Mais toutefois, elles ne demeurèrent point vaines à toujours. Car voici que, chaque année, les statistiques se mirent à fournir des chiffres précis, incontestables, étranges. Et l’on apprit par les documents officiels que, par toute la terre, il y avait diminution de naissance. Pendant des années, les politiques jetèrent des cris d’alarme et les économistes indiquèrent des remèdes. Ce fut en vain. Dans une progression croissante, la mort gagnait. Un délire de triomphe saisit les prophètes du néant, et ils clamèrent avec plus d’ardeur leurs malédictions. Les gouvernements s’effarèrent. On saisit les prophètes, on les châtia, on les tortura. Les hommes, cependant, ne cessèrent pas de mourir et les enfants ne naissaient qu’à peine. Une obscure joie désespérée flottait dans beaucoup d’âmes. Car il apparaissait que l’humanité s’était affranchie des vieilles lois de la terre et qu’un nouveau cycle allait s’ouvrir.
 
 
FIN MONDE
 

Et voici que, dans une folie soudaine, le grand empire d’Orient déclara la guerre et se mit à ruisseler sur l’Europe, l’Afrique et l’Amérique affaiblies. Ses armées et ses flottes furent les servantes toutes puissantes de la mort. La sanglante histoire n’avait point vu couler tant de sang. Il y eut des forces de tuer inconnues ; des poudres inédites faisaient sauter des villes ; des poisons foudroyants dépeuplaient des provinces ; des fièvres nouvelles consumaient des nations. Ce fut un ravage énorme et solennel, comme on n’en avait point vu. Fécondée, la terre fleurit en moissons infinies, mais les ventres des femmes demeurèrent stériles.

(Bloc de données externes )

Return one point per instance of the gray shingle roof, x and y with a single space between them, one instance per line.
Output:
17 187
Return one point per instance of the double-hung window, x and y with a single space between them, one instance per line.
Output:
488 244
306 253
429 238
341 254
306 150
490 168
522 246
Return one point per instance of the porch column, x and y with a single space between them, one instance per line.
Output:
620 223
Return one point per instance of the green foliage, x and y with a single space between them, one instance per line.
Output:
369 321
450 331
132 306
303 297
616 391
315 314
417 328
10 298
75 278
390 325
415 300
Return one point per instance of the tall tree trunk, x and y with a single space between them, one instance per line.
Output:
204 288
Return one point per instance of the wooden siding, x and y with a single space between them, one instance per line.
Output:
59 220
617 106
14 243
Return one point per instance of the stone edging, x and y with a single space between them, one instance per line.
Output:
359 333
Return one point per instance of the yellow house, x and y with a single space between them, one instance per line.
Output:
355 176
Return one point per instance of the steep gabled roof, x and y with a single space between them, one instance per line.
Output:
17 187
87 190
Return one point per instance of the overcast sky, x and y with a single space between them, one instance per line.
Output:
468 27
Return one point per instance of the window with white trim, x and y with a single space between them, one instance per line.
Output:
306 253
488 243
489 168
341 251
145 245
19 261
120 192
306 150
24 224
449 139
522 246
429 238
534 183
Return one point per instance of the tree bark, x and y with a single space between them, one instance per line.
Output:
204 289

Et, dans la prison d’une ville conquise, voici que le mystique empereur d’Orient rencontra l’un des prophètes captifs et qu’il ouït sa parole. Alors, il mesura le sens de son œuvre jusque-là obscure et, enthousiaste, il se fit l’apôtre du néant : un vent de folie passa sur son peuple qui le glorifia. À nouveau, ses armées et sa flotte s’ébranlèrent ; elles s’abattirent sur le monde comme les sauterelles sur les champs ; et, pieusement, elles égorgèrent l’humanité afin que la souffrance se tût. Épouvantés, les peuples subissaient et s’éteignaient, et, comme une gangrène ou une foi nouvelle, le goût de la mort gagnait parmi les survivants. Des déserts commençaient à s’étendre çà et là sur le globe, et les grandes villes dépeuplées s’endormaient dans des silences définitifs. C’était partout le triomphe de la mort ; la vie fuyait et disparaissait. La maternité devint un opprobre ; les médecins supprimèrent les nouveau-nés ; on acheva de détruire les peuples obstinés à multiplier. Enfin, aux acclamations des rares survivants, le nouvel empereur, sous peine de mort, défendit d’enfanter.

Alors, peu à peu, le silence grandit sur la terre. Chaque année, des villes se turent, des peuples disparurent, des nations achevèrent de se dissoudre. Obstinés dans leur volonté, les hommes se raréfiaient ; déjà des continents étaient vides glorieusement. Des bandes de vieillards, les derniers des hommes, se réunissaient çà et là afin de s’éteindre ensemble ; et ils finissaient obscurément, charmés par le repos universel qui s’épandait. Il n’y avait presque plus de vie. Les locomotives gisaient immobiles, les usines ne fumaient plus, les fabriques étaient vides, les champs étaient des steppes. Les plantes sauvages, affranchies, renaissaient et gagnaient sur l’homme ; les animaux se multipliaient et s’élançaient libres par le monde. C’était, aux yeux des derniers hommes, la joie simple de la terre au cinquième jour qui renaissait.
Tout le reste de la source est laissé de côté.